O paranormal não vem para nossa realidade de maneira fácil, ou pelo menos era assim que devia ser. Enfrentar aquilo que vem do outro lado da membrana não é uma escolha; é uma maldição.
Depois de todos os membros do grupo se reunirem, Edy começou a falar:
- Bem, vocês já sabem por que estão aqui.

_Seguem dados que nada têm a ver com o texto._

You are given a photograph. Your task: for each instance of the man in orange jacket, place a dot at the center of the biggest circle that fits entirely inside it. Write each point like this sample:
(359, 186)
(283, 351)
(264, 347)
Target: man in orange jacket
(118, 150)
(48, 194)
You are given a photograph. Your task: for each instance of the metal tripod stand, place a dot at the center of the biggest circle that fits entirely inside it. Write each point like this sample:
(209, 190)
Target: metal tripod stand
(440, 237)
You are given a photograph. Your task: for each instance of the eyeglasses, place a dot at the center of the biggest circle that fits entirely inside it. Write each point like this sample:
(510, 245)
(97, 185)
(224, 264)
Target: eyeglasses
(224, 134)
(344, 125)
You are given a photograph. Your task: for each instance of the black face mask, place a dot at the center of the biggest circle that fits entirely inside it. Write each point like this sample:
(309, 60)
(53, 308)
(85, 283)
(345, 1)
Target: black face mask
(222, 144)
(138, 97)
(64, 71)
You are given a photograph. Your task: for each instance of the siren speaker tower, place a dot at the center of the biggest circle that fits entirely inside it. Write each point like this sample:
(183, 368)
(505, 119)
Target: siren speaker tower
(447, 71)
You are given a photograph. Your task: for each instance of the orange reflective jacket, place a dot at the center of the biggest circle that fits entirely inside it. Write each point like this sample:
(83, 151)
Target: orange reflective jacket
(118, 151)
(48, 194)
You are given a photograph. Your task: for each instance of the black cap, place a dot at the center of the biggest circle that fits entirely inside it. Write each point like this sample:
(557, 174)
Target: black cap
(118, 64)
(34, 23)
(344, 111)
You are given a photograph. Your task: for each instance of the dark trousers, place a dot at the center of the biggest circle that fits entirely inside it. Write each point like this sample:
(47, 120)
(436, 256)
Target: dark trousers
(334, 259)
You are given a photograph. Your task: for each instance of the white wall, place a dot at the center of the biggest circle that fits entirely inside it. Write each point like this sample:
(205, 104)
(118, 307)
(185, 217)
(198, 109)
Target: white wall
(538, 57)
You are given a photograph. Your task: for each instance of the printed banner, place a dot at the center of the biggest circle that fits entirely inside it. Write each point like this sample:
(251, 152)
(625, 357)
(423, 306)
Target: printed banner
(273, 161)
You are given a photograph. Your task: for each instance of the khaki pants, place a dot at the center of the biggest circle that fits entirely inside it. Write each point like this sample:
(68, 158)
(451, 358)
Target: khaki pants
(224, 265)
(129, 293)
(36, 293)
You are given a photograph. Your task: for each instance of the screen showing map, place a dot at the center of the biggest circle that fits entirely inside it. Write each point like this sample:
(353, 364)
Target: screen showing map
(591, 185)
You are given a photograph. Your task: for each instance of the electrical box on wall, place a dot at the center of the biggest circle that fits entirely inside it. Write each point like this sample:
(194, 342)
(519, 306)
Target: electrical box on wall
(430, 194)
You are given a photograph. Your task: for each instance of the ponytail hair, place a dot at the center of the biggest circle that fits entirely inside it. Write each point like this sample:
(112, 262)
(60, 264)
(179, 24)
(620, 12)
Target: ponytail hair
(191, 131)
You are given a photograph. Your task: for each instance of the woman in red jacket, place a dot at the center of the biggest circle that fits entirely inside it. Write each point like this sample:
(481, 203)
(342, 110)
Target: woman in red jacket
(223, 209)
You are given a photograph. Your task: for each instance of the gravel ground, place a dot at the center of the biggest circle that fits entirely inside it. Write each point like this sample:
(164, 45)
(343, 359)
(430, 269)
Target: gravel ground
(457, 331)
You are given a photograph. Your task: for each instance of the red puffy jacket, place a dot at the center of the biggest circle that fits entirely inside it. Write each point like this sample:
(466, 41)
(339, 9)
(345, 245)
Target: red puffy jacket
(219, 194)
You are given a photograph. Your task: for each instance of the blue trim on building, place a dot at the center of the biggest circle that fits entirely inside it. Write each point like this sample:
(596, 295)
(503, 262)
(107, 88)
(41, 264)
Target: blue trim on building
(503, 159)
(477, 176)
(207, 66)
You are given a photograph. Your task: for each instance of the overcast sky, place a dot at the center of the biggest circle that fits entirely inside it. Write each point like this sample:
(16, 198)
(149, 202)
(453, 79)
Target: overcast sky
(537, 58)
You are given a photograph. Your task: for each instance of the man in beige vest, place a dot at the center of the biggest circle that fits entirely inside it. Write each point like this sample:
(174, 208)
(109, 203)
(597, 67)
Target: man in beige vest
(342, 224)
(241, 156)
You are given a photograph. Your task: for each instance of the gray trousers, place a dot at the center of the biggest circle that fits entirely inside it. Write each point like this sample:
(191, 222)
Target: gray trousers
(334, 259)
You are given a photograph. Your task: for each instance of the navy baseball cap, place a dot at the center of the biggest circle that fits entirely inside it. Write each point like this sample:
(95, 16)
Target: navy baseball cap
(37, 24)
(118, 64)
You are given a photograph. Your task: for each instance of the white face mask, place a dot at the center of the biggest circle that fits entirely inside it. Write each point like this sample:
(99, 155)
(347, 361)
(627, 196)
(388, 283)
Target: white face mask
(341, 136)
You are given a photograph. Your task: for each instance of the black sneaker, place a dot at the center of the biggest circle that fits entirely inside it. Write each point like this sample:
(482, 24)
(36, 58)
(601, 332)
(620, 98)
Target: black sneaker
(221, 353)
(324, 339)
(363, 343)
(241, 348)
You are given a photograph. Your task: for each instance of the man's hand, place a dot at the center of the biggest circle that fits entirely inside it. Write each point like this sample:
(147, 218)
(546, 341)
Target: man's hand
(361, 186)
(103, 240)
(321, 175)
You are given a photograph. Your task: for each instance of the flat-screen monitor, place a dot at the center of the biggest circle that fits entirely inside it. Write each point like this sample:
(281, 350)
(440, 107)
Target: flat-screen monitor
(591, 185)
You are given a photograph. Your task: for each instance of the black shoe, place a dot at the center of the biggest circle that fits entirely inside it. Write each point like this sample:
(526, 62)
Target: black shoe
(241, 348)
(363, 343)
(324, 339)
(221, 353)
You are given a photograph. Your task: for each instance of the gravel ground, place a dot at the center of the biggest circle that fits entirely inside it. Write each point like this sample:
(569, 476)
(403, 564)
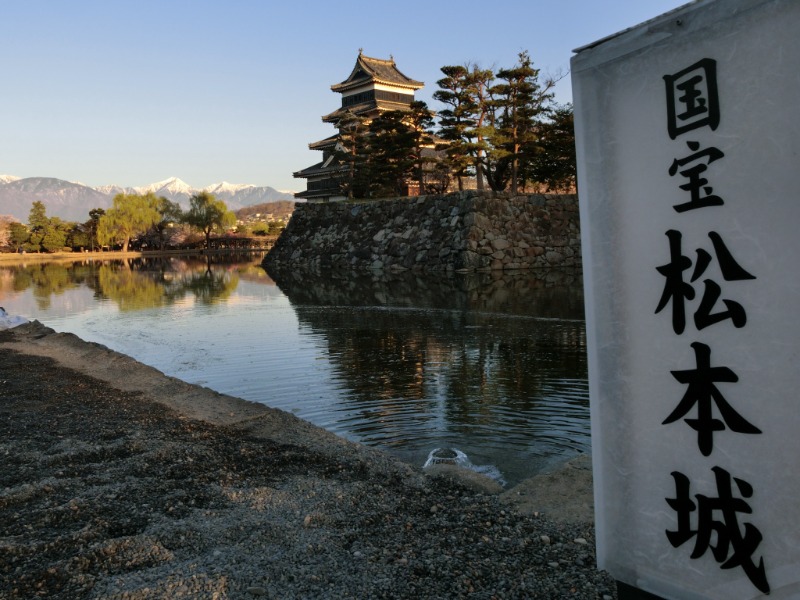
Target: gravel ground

Se vieram, é porque acreditam em mim ou querem provar algo para alguém - ou para si mesmos. O plano é o seguinte: vamos invadir a escola agora para gravar um vídeo que mostre para a Júlia que não tem nada de sobrenatural lá - disse Edy, levantando uma pequena câmera.

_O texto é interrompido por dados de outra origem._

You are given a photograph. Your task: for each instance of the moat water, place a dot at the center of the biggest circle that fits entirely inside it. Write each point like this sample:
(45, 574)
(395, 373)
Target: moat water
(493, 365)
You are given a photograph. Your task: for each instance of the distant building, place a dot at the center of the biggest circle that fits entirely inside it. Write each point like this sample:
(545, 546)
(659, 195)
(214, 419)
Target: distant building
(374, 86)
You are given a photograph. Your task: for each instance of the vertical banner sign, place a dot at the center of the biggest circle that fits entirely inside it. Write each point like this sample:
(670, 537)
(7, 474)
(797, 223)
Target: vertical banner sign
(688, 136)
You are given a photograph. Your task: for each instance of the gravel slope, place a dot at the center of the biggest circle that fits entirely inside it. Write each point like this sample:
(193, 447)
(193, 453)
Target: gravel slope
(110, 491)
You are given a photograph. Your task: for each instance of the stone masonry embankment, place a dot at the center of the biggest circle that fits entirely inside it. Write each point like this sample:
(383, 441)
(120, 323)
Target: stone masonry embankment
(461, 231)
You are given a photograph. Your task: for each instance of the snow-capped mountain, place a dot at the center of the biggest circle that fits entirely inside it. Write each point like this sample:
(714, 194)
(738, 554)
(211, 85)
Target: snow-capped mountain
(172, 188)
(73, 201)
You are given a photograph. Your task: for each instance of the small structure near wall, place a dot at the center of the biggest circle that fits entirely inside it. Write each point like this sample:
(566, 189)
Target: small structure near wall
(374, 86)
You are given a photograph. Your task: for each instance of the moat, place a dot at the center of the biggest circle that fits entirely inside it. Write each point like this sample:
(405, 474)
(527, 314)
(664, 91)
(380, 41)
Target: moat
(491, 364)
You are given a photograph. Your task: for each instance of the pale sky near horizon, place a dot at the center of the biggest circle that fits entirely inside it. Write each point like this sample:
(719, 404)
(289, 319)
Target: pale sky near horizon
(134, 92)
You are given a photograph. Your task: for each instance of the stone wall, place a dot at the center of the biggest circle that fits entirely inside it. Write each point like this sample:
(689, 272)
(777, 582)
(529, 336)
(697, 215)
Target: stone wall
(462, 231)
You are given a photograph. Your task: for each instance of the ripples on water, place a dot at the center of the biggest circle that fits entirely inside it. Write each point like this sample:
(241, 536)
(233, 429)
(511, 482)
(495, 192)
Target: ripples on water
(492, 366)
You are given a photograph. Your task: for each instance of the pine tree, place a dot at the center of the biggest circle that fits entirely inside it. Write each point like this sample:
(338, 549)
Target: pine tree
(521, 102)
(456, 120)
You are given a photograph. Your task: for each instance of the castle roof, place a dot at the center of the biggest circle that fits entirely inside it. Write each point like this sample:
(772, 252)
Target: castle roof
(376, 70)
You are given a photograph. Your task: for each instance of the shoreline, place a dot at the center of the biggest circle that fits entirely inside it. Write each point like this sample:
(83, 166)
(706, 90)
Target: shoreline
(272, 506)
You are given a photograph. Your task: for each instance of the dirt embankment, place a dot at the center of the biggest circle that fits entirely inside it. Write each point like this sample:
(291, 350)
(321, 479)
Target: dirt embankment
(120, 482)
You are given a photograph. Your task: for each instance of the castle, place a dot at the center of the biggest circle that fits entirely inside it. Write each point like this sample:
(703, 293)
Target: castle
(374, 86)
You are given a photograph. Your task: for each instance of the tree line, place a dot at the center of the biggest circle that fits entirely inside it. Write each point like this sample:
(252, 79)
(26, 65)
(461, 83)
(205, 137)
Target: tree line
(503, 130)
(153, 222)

- Pô... Po... Porra, velho. Agora mesmo? De noi... No... Noite, velho? Puta que pariu - disse Simão, indignado.
- E como a gente faria isso de dia, inteligentão? À noite é a única solução para não sermos vistos - retrucou Deniz, com os braços cruzados.
- Exatamente. Que bom que você consegue entender minha linha de raciocínio. Mas existe um porém: mesmo sendo à noite, ainda existe a possibilidade de sermos pegos. Então quero saber se vocês realmente estão dentro. Se não estiverem, estão livres para dar meia-volta e voltar para casa - disse Edy com um olhar muito sério.

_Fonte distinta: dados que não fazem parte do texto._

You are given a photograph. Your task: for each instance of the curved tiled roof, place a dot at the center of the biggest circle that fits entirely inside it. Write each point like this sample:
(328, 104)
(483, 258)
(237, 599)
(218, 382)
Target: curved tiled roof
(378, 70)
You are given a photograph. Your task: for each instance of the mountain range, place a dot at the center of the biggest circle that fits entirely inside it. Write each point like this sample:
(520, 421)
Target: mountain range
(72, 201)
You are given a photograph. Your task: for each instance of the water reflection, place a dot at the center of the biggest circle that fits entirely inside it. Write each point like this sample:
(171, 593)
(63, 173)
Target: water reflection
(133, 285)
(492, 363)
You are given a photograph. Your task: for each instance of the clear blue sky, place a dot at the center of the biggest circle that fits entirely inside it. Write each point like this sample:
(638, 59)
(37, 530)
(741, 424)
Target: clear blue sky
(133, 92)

Na minha mente, passavam todos os pensamentos das situações que presenciei nesses dias: a menina de cabelos negros... A névoa estranha... Aqueles papéis esquisitos do orfanato... Quem é Caim? Quem é a cobaia 01? Santo, labirinto, berço?
Os pensamentos me devoravam, mas por instinto minha boca se moveu sozinha, e dela saiu uma frase:
- Eu irei com você.
Um silêncio acompanhou as cabeças de todos ao me encararem. O vento zunia como um apito, rodando a praça, e junto com ele uma outra frase ecoou:
- Conte comigo - disse Stanley, estendendo o punho cerrado, esperando que todos nós fizéssemos o mesmo.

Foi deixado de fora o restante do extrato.